Completing the Objectives Course

In this success story, I really have so much to say. When I started with the Objectives it felt very unpleasant to do drills for such a long time. I was trying to manipulate and also I didn’t understand that I was such a bad influence on a lot of things.
After changing the person who was helping me, I really started to get into the game. I was more concentrated in the sessions and I started seeing great responses from the students I worked with. I feel much more mature now. Before, I acted like a 14-year-old; now I act like the 18-year-old that I am. I don’t feel lazy anymore, or sleepy during the day and, if so, I push myself to keep going.
I feel more social, more communicative and also more aware of everything I do. The first time I felt I was in present time it was like I had gotten out of a big black mass of thoughts. I always regretted what I’d done before. I regretted the chances I never took and I thought about a lot of situations I had allowed to happen that just made me go “into” myself rather than open up.
I felt myself moving far from these things and I was now located in the present—physically and mentally. I now feel more reasonable about the things I do. I don’t act superior about something I’m good at and I don’t tell myself that I can’t do something in my life. I’m so sure now about the decisions I make and I know what’s to my benefit and what’s not. I feel my life changed. I know that my family is happier about me and not stressed at all. I feel very, very good about this.
“The best thing that I got from the Objectives is that I am no longer a machine that only sleeps and does drugs.”
I am not into small things anymore. I look forward to what I should really do with my life. Before the Objectives, I did not appreciate who the good people were and I got into the company of the bad ones. I also understood who those guys I used to stay with before were, and what they were looking for all the time.

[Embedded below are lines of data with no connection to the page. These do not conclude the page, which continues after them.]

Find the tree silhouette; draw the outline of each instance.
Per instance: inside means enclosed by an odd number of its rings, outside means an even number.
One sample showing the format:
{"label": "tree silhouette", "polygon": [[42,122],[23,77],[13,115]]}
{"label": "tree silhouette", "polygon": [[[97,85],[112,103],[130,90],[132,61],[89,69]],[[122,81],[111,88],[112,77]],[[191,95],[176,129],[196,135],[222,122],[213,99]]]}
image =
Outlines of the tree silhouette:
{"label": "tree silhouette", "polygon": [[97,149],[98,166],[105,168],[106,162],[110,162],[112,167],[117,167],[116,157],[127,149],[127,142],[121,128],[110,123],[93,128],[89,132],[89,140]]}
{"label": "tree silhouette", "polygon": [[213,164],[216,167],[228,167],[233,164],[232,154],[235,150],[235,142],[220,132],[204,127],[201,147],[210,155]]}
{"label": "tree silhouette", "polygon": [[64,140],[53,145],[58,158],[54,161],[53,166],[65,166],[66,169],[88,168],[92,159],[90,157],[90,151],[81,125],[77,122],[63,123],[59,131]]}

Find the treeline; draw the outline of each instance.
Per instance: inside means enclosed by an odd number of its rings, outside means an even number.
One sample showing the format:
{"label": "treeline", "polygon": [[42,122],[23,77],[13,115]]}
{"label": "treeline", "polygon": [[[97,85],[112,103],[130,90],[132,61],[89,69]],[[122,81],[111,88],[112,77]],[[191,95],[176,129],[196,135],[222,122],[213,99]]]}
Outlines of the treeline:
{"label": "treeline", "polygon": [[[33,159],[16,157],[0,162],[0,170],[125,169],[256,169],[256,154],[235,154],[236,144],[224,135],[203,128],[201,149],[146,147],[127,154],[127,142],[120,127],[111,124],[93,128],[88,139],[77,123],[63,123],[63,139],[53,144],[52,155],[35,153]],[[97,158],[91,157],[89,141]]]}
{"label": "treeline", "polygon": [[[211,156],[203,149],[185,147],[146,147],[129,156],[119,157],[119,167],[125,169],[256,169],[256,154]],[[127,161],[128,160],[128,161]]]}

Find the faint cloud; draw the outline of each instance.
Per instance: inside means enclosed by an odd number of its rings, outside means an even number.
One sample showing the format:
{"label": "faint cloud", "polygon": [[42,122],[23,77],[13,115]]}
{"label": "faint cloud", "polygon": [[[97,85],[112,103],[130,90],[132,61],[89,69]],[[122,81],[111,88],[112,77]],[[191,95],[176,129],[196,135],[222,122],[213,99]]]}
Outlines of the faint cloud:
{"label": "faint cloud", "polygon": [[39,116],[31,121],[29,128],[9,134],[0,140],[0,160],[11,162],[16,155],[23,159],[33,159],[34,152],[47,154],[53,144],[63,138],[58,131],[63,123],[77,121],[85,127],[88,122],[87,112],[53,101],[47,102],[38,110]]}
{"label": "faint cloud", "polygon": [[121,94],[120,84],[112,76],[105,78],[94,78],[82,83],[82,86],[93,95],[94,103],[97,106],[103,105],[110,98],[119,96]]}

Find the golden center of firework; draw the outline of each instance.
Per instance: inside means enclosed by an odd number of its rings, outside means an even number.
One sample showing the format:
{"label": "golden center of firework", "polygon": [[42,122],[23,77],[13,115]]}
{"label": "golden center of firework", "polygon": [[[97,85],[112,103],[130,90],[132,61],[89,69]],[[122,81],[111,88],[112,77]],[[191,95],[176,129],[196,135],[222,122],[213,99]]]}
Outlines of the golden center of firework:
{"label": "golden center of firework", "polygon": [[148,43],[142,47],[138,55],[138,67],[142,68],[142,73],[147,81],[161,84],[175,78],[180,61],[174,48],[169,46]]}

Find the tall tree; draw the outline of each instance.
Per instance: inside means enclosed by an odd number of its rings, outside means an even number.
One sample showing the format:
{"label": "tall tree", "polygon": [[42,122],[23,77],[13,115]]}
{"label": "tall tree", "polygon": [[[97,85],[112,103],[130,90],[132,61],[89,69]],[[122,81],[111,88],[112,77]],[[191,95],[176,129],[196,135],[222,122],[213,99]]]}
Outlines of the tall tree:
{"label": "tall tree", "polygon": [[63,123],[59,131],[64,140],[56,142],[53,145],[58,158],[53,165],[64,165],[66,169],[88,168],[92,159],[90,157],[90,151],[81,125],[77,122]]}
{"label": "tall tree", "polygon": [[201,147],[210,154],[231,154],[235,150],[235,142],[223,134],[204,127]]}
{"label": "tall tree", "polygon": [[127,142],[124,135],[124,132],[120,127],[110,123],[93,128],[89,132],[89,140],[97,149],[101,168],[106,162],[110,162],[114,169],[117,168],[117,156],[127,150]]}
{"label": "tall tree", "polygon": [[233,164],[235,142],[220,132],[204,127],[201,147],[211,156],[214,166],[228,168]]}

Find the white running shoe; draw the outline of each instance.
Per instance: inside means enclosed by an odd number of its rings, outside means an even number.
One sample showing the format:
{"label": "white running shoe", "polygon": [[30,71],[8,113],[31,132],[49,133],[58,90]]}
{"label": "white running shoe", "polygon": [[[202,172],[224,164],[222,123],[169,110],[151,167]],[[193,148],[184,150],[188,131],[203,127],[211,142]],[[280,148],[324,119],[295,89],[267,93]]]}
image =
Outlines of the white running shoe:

I realized a lot of mistakes I have done in my life, but I stopped getting into overthinking and regretting them and I started to think positively and looking forward to the changes.
I feel very good about my relationship with my father now. I see happiness in his eyes when I meet him. Before he only was ashamed of me. What is gone is gone and I feel very good now and I don’t think of drugs anymore.

The best thing that I got from the Objectives is that I am no longer a machine that only sleeps and does drugs. I feel powerful, willing, and very good every day. I have a schedule and I know what I have to do. I work for what I want to achieve and I am looking forward to bigger things to come in my life.
K.M.—Student at Narconon Balkan
(To preserve privacy, the photo does not show an actual Narconon student or graduate.)